Ein Fest für Bienen, Wildbienen und Schmetterlinge
Jede Pflanze ist nach ihrem Wert für Insekten ausgewählt – oft sind es gerade die kleinen, unscheinbaren Blüten, die am meisten Nektar und Pollen liefern. So wird der Garten zum Lebensraum für Honig- und Wildbienen sowie für Falter wie Distelfalter und Schwalbenschwanz. Auch die Beleuchtung planen wir insektenfreundlich, um Lichtverschmutzung zu vermeiden.

Nach Lebensbereichen komponiert
Wir kombinieren Pflanzen nach ihrem natürlichen Standort – aus der nordamerikanischen Prärie, aus Südeuropa, etwas aus Asien und heimische Arten.

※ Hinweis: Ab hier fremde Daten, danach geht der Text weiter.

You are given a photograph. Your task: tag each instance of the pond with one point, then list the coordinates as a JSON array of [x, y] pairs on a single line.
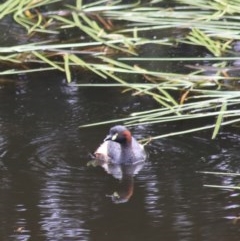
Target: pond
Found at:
[[48, 192]]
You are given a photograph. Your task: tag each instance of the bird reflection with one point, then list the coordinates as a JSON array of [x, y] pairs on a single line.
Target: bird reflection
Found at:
[[123, 172]]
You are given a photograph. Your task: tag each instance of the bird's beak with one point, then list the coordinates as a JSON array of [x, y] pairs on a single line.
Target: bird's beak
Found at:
[[111, 137], [108, 138]]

Aufgebaut in Schichten: Leitstauden für Struktur, Begleitstauden für die Fläche, Bodendecker für die untere Etage.
Bienenweiden & Kräuter
Ysop (Hyssopus officinalis), Bergbohnenkraut (Satureja montana), Oregano „Rosenkuppel“ (Origanum laevigatum), Steinquendel/Bergminze (Calamintha nepeta), Katzenminze „Walker’s Low“ (Nepeta), quirlblättriger & Steppen-Salbei (Salvia verticillata / nemorosa), Duftnessel (Agastache), Thymian (Thymus).
Struktur & Solitäre
Königskerzen (Verbascum), Großer Schuppenkopf (Cephalaria gigantea), Kugeldistel (Echinops ritro), Mannstreu (Eryngium giganteum), Brandkraut (Phlomis russeliana), Meisterwurz/Riesenhaarstrang (Peucedanum), Prachtscharte (Liatris spicata), Fackellilie (Kniphofia).
Farbe & Fülle
Sonnenhut in Sorten (Echinacea), Kokardenblume (Gaillardia), Seidenpflanze (Asclepias tuberosa), Spornblume (Centranthus ruber), Kugellauch (Allium sphaerocephalon), Montbretie (Crocosmia „Lucifer“), Färber- & Römische Kamille, Witwenblume (Knautia macedonica), Goldbaldrian (Patrinia scabiosifolia).
Spätblüher für den Herbst
Wild- & Schönastern (Aster ageratoides „Adustus Nanus“, Aster ericoides „Snowflurry“, Kalimeris mongolica „Antonia“) und Lanzenverbene (Verbena hastata) – blühen bis zum Frost und sind späte Nahrung für Insekten.
Gräser & Bodendecker
Blaustrahlhafer (Helictotrichon), Riesen-Federgras (Stipa gigantea), Alpenraugras (Achnatherum „Allgäu“), Herbst-Kopfgras (Sesleria autumnalis), Eselsohr (Stachys byzantina), Balkan-Storchschnabel (Geranium renardii), Waldanemone (Anemone sylvestris), Heuchera für Halbschatten.
Entspannt statt aufwendig
- Im Frühjahr die über Winter zusammengebundenen Gräser herunterschneiden und umgefallene Triebe entfernen – das war im Wesentlichen schon alles.
- Gräser binden statt schneiden: In hohle Stängel liefe sonst Wasser bis zum Wurzelhals und würde faulen.
- Nicht düngen – Dünger holt genau das Unkraut heran, das man nicht will.
- Wildkräuter gezielt und mit möglichst viel Wurzel ausgraben – auf Sand geht das leicht.